忘れる妻

 夜、家に帰宅すると、旦那がいなかった。また、豆腐屋の主人の家に行っているに違いない。私は豆腐屋に走っていった。
「すいません、うちの旦那来てませんか?」
「ああ、いるけど。今、旦那は3人来てるぞ。おまえの旦那を勝手に連れて帰ってくれ」
 しまった。私は異常に物忘れが激しかった。そこには3人の旦那が並んでいた。メガネ、デブ、ヒゲの3人だ。どれがうちの旦那だろうか。目がよく見えないとよく言っていたからメガネか? 会社のメタボリック検診に引っかかったと言ってたからデブか? 家に髭剃りがあったからヒゲか? ええい、ままよ。私は自分の直感を頼りにヒゲに近づいた。
「あなた、帰りましょ」
 すると、デブがこう言い放った。
「ふざけんなよ」
 しまった! はずした。

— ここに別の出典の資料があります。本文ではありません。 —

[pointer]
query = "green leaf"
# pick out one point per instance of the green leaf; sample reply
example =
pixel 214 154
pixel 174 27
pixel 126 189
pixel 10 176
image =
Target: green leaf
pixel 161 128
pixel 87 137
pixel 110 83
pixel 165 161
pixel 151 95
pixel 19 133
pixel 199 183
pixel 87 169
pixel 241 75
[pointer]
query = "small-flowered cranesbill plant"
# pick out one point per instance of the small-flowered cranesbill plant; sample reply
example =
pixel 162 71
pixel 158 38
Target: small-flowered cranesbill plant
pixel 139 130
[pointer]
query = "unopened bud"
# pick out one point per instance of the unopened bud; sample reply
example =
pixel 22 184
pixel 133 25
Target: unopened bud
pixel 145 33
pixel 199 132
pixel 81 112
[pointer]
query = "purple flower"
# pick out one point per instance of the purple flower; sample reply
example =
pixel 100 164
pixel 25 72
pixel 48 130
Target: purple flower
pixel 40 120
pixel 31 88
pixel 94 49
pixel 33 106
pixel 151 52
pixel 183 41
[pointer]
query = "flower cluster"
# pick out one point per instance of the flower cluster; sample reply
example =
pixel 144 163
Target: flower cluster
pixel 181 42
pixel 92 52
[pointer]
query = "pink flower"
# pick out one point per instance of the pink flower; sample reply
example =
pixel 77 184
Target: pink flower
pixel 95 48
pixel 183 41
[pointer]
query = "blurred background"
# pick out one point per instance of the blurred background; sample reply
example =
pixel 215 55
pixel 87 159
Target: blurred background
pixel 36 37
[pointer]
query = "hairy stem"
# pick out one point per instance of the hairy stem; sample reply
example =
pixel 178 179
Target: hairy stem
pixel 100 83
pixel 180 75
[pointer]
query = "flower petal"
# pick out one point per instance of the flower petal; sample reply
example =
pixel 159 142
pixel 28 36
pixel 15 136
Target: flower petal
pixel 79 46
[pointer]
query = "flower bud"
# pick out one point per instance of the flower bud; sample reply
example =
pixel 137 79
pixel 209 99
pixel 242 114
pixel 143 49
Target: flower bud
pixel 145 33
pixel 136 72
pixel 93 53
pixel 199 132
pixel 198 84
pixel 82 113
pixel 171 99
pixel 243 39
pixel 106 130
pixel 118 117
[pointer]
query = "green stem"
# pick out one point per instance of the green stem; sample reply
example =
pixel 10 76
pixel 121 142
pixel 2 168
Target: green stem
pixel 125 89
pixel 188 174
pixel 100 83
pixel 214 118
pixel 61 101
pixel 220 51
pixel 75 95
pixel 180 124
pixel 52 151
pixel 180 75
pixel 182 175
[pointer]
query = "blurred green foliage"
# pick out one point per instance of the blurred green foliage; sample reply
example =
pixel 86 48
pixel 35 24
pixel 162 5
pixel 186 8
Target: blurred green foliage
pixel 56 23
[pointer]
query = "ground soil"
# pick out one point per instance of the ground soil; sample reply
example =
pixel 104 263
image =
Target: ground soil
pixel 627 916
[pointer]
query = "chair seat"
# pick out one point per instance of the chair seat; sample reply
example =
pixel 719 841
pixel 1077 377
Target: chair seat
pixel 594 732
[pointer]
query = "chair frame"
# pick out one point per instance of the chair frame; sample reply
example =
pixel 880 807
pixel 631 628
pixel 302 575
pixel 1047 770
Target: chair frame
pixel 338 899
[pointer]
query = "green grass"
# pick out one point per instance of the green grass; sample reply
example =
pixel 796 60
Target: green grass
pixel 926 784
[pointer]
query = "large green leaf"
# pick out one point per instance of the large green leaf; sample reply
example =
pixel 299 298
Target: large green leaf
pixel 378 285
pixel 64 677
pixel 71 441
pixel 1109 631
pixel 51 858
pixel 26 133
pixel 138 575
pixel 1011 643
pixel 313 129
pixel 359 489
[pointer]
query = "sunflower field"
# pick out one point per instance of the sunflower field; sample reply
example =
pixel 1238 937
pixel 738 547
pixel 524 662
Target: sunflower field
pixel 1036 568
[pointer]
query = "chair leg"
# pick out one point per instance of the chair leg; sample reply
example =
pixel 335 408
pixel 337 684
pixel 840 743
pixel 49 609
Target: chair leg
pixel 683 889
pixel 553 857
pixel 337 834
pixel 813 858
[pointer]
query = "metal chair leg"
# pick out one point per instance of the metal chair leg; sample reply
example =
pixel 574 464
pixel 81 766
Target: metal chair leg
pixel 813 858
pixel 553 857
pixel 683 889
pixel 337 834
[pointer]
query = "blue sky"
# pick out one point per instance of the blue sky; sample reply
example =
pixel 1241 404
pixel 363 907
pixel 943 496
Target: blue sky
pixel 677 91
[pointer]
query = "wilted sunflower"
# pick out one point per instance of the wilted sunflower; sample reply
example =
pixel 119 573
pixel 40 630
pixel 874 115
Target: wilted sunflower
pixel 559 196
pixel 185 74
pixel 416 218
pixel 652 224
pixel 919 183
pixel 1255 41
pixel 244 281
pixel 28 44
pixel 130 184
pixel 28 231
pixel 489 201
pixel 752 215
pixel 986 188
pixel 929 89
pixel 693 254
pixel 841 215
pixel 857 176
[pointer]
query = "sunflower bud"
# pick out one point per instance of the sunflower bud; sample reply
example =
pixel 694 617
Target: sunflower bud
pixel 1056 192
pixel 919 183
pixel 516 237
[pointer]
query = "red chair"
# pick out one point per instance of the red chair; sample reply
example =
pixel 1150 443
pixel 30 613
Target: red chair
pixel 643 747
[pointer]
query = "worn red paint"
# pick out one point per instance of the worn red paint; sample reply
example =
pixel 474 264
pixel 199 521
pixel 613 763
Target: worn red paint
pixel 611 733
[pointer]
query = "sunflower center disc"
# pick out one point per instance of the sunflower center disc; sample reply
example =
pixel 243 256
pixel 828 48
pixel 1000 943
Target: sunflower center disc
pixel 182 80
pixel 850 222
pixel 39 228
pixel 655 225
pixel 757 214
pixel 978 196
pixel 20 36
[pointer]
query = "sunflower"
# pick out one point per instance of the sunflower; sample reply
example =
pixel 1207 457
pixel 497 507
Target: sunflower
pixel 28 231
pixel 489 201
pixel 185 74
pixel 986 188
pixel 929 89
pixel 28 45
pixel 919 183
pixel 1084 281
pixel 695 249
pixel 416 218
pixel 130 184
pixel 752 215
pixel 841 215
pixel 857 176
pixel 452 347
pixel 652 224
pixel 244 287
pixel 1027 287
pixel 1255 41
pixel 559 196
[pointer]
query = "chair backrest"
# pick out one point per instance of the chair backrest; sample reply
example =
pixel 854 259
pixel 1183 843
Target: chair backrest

私は豆腐屋の前で大恥をかき、家に帰った。旦那からはこっぴどく叱られた。

 翌朝、旦那がやけに怒ってた。
「おまえ、昨日のこと許さないぞ」
「は? 何が?」
 なんでこの人は怒っているのだろう。
 すると、旦那が笑い出した。
「ははは、おまえは憎めない奴だよ。面白いなあ」
 私もそれを見ておかしくなって一緒に笑った。